Szybko jednak pojawiły się wobec tabliczki głosy sprzeciwu. Pod zdjęciem tabliczki opublikowanym w mediach społecznościowych przez Stowarzyszenie "Uchodźcy są mile widziani w Düsseldorfie", musiały zostać wyłączone komentarze.
– Pierwsze reakcje były bardzo pozytywne. Jednak potem w nocy pojawiły się trolle – mówi przewodnicząca stowarzyszenia Hildegarda Düsing-Krems. Jak dodaje, nie jest w stanie określić, czy negatywne komentarze były dziełem realnych ludzi. – Mówiono na przykład, że znak istnieje tylko dlatego, że ludzie z sąsiedztwa są zbyt leniwi, by uczyć się niemieckiego.
Problemów nie było z inną tabliczką
Co jednak ciekawe, tabliczka w dzielnicy Oberblik nie jest pierwszym tego typu oznaczeniem w Düsseldorfie. Już rok temu w innych miejscach miasta pojawiły się oznaczenia w języku japońskim. One jednak nie wzbudziły podobnych kontrowersji.
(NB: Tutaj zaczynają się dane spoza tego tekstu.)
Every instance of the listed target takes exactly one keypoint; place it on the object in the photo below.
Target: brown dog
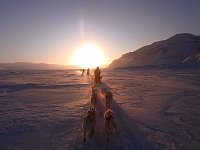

Rada miasta chce zresztą, żeby w Düsseldorfie pojawiało się więcej tego typu dwujęzycznych oznaczeń, zależnie od tego, jaka narodowość szczególnie chętnie zamieszkuje w danej dzielnicy. Pavle Madzirov z Rady ds. Integracji podkreślał, że wybór konkretnych języków jest trudny i w planach jest skoncentrowanie się na dziesięciu narodowościach o najwyższym odsetku w mieście.